Michael Jordan in 1998 played through a stomach flu and scored 38 points to lead the Chicago Bulls to victory in Game 5 of the NBA Finals.

"Certainly, there are people who can place mind over body," Dixit said. "It is something we have no explanation for."

Hytham's teammates don't either.

"It doesn't mix," says starting running back Joe Beaudion. "He's half man, half amazing."

Arinze Anih, a defensive tackle, says, "I don't know how he does it. Each practice he gets stronger and stronger." In addition to playing without food, Arinze marvels, Hytham has a torn ligament in his left ring finger and his right pinky.

Coach Cuccia says he has not once heard Hytham complain or hide behind his faith.

Hytham has a simple explanation for his endurance: God is rewarding him.

"You have in the back of your mind, "God is with me,' and you think you can go through anything," Hytham says.

Islam is the reason Hytham has never sipped alcohol, doesn't date and tries not to curse.

He has known nothing else. His parents moved to Southern California from Egypt before their first son was born. Hytham, their fourth child, attended an Islamic school in West Covina through fifth grade and grew up speaking and writing Arabic and English. He and his siblings were taught to appreciate their culture.

"Our mom would say to us, "Out there is America. Do what you got to do to survive. But inside this house is Egypt,' " recalls his brother, Walleed, 23.

Hytham learned discipline and commitment from his mother, who raised her five children alone after their father, Salah, died in 1993.

"That's why Hytham never quits," says Bassam, the firstborn son.

"You don't break your fast because "Oh, I'm tired.' You just got to suck it up and do it," Hytham says.

Practice is the most difficult portion of Hytham's day. It runs from 2:30 to 5:30 p.m.

On the first or second day of Ramadan, he overslept his morning meal.

"That was a mistake he didn't make twice," Cuccia says.

Because of the fasting, special attention is paid to Hytham. But he isn't coddled, and he doesn't ask to sit out drills.

He hustles -- opening holes for inside runs and sweeps, protecting the QB on passes, getting downfield. He drives his practice opponents to the ground as if it were game night.

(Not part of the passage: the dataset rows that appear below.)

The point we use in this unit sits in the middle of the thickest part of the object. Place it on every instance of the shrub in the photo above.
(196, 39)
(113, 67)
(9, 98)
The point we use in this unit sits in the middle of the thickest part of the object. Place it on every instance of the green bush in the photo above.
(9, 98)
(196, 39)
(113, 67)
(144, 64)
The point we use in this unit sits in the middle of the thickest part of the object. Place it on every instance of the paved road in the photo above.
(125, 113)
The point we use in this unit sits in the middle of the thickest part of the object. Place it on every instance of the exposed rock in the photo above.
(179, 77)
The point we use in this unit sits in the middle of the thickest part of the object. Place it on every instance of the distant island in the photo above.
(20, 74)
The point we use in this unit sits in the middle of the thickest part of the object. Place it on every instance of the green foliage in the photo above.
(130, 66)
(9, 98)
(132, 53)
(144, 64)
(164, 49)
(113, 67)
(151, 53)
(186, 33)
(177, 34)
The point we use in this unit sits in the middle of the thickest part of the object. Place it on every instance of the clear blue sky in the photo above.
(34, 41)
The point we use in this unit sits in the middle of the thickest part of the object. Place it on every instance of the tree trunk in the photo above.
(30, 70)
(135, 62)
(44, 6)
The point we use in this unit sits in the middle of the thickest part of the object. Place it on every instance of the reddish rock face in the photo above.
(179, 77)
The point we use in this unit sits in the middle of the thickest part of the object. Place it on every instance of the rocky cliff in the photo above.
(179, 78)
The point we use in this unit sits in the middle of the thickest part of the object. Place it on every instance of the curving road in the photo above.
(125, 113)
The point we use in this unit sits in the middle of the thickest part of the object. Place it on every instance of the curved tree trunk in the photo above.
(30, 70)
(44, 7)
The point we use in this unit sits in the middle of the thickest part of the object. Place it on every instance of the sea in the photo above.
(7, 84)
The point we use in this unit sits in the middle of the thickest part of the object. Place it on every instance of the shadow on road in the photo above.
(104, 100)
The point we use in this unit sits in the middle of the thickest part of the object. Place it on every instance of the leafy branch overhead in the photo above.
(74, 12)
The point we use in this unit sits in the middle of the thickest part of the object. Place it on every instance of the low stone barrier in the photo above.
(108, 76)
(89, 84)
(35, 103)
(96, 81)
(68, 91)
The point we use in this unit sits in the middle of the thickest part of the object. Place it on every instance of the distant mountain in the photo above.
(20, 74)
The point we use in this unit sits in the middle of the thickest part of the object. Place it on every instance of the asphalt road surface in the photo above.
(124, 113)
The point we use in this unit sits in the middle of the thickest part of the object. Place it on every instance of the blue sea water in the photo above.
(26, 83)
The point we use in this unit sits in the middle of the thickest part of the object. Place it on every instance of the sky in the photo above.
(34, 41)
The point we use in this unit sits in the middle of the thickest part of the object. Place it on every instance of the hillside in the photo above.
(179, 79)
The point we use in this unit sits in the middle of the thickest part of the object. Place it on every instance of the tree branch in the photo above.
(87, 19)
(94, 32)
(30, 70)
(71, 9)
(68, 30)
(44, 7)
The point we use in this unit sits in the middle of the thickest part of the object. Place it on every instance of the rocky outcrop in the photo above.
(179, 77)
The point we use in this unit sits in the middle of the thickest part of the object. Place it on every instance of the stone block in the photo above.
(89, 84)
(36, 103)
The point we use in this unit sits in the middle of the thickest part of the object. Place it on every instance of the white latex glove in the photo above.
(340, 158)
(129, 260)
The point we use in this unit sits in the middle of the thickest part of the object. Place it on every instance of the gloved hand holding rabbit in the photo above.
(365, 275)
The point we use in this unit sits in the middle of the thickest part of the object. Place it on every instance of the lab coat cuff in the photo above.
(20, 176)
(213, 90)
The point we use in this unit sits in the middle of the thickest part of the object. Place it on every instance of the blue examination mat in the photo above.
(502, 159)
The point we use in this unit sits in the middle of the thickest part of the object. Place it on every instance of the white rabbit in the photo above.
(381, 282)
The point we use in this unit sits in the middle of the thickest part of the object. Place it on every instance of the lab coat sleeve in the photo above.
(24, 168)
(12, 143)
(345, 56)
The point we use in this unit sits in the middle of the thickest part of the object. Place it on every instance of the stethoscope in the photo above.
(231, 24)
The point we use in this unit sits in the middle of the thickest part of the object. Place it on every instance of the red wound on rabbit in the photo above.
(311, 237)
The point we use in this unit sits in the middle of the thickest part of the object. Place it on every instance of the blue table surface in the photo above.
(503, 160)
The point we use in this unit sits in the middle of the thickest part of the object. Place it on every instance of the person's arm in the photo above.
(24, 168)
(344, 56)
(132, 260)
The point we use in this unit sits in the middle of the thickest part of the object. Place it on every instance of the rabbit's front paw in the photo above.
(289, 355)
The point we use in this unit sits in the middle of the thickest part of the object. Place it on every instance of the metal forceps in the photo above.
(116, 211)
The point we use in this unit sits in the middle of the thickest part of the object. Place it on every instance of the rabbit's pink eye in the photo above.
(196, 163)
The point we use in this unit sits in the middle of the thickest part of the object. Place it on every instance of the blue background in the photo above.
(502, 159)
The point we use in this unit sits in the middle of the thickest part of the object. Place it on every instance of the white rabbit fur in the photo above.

After a tackling drill that leaves most its participants panting, Hytham is bent over, hands on his knees. A fellow lineman puts a hand on his shoulder.

At 5:11, the temperature has dropped three degrees Fahrenheit to 71. Players are gathering their equipment and leaving practice. Some talk. Hytham is doing up-downs.

"How many you done?" he asks a teammate who is calling it a day. "I've done 30 already."

He does 20 more, then grabs his bags and walks toward the locker room and the setting sun. He heads home, showers, prays, breaks fast, prays some more and goes to bed.

He'll sleep a few hours before another pre-dawn meal. Then he does it all over again.